Piaggi lo comprendió. La cosa estaba muy clara desde el punto de vista de Eddie. La posición de Tony dentro de la organización era cada vez más importante. Teniendo a Henry como posible y muy probable proveedor, la posición de Tony se consolidaría. Ejercería influencia. Todavía tendría que mostrar respeto y obediencia a los que estaban por encima de él, pero la estructura del mando de la organización era admirablemente flexible y los métodos de doble garantía utilizados por Henry significaban que, quienquiera que fuese, su enlace con la organización gozaba de auténtica seguridad. La seguridad del propio puesto era un preciado tesoro muy difícil de alcanzar. El error de Piaggi había sido no haberlo pensado mejor. Miraba hacia dentro en lugar de hacia fuera. Lo único que él veía era que Eddie podía desbancarle, convertirse en intermediario e ingresar en la organización, consiguiendo con ello la posición de respeto a la que aspiraba. Lo único que tenía que hacer Piaggi era morirse en el momento en que el jefe lo considerara oportuno. Henry era un hombre de negocios. Ya se encargaría de arreglarlo. Piaggi lo sabía y Eddie también.

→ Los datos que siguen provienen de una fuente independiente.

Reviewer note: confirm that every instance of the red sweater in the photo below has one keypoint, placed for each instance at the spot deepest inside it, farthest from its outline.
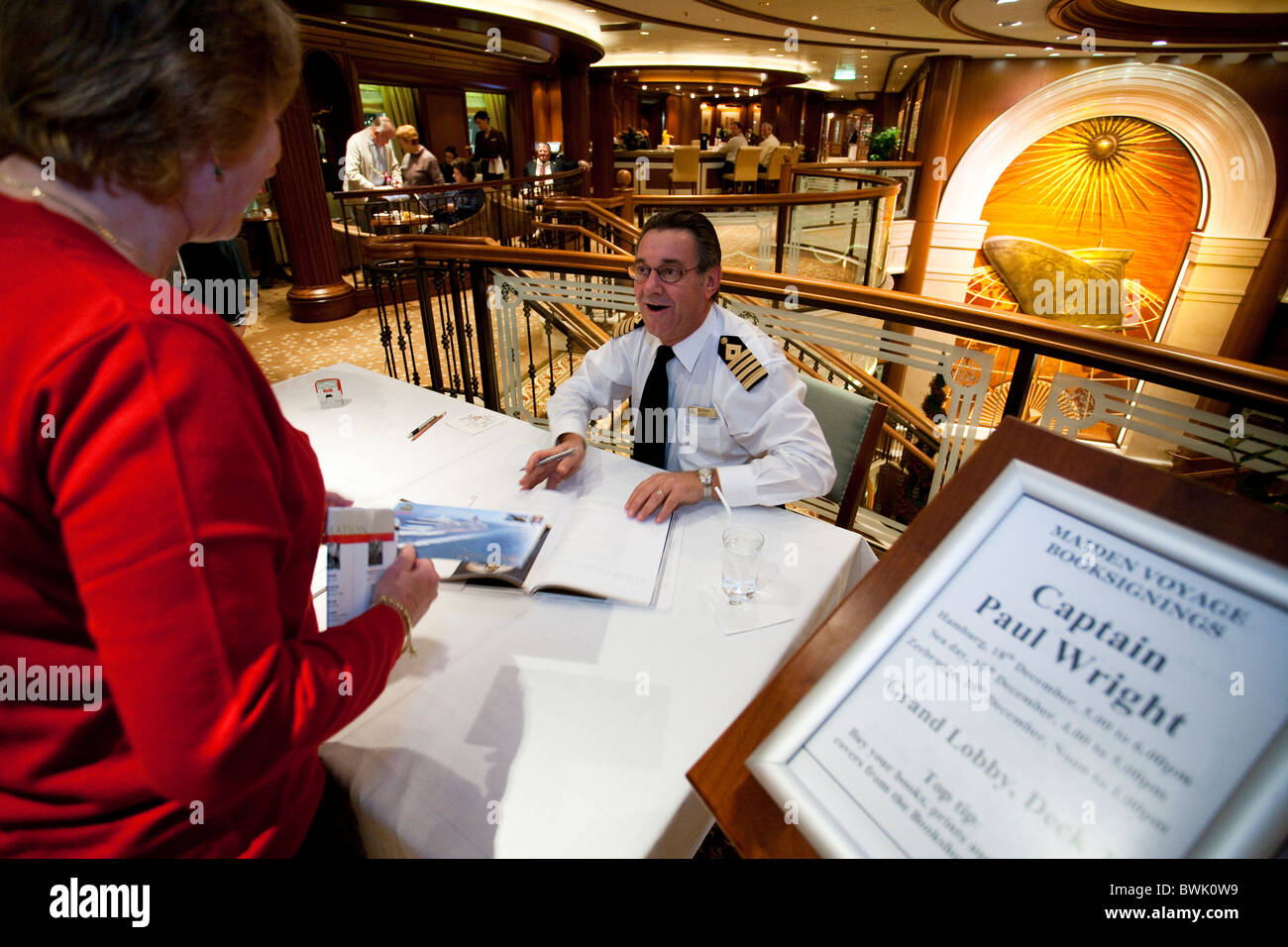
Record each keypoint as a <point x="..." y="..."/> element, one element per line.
<point x="125" y="438"/>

—¿Acaso no ves lo que está haciendo? Te está utilizando.
Curiosamente, Morello había empezado a comprender que Tucker los estaba manipulando a los dos, pero Piaggi, el blanco de la manipulación, no se había enterado. Y, en consecuencia, el comentario de Eddie resultó extremadamente inoportuno.

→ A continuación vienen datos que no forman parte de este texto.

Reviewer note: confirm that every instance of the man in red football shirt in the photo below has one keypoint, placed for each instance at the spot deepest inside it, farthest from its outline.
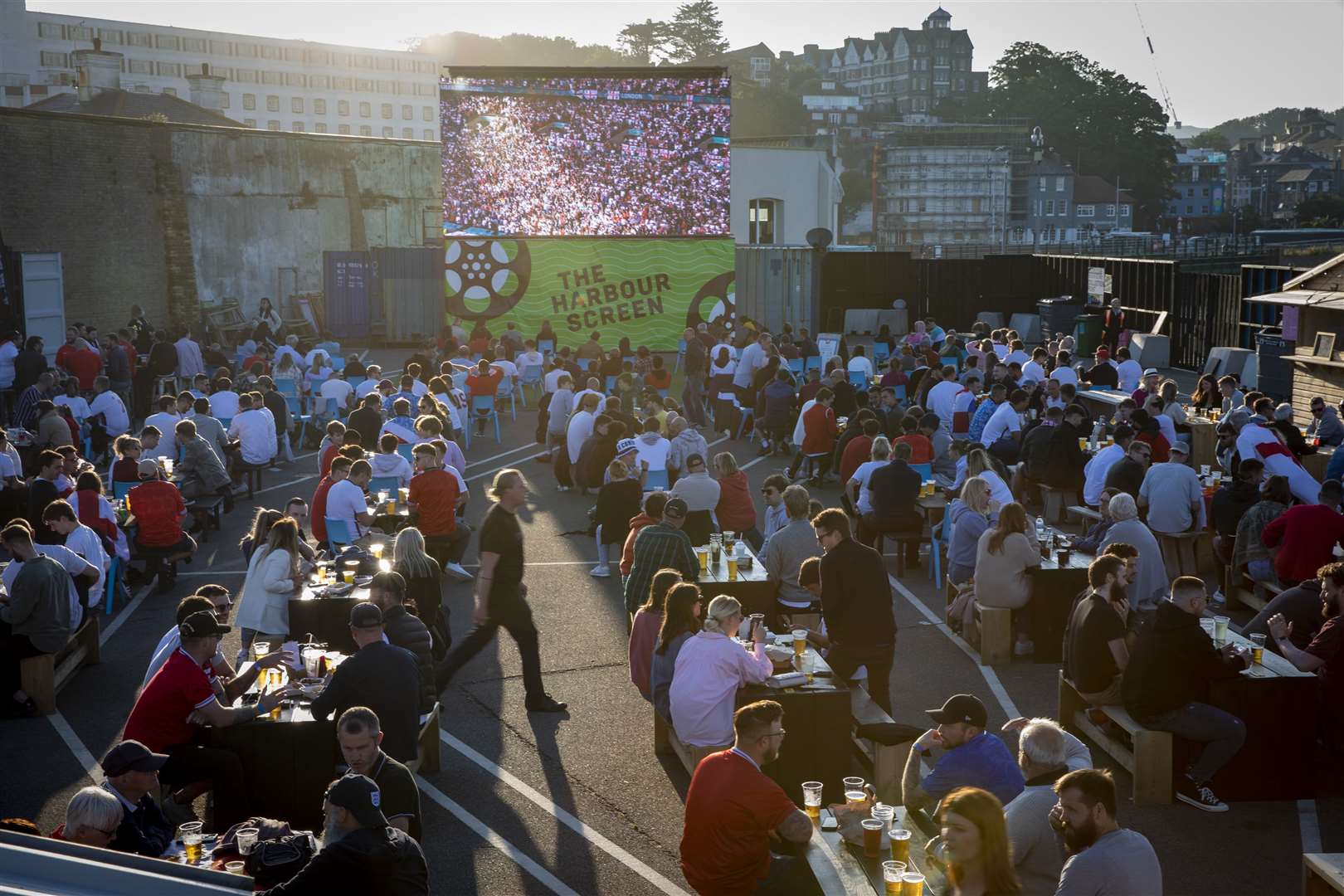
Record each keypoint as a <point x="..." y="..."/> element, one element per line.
<point x="733" y="809"/>
<point x="436" y="494"/>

—Ya lo he pensado —mintió Piaggi—. ¿Qué esperas conseguir? ¿Una conexión con Filadelfia o Nueva York?
—Es posible. A lo mejor cree que podrá. A esta gente se le están subiendo los humos a la cabeza, te lo digo yo.
—A ese ya le arreglaremos las cuentas. No creo que lo consiga. Lo que ahora nos interesa saber es quién se está cargando a los suyos. ¿Sabes algo sobre alguien de fuera de la ciudad? —«Procura que se moje— pensó Piaggi. —Oblígale a comprometerse». Los ojos de Tony se clavaron desde el otro lado de la mesa en el rostro de un hombre demasiado enfurecido como para preocuparse por lo que él estaba pensando.
—No sé una mierda.
—Investiga —le ordenó Tony.
Era una orden y Morello tendría que cumplirla.
—¿Y si él mismo se está cargando a algunos desde dentro, quizá por problemas de seguridad? ¿Crees que es leal a alguien?
—No, pero tampoco creo que esté liquidando a los suyos. —Tony se levantó y dio la orden final—: Haz averiguaciones por ahí.
—Descuida —dijo Eddie, soltando un bufido y quedándose solo en la mesa.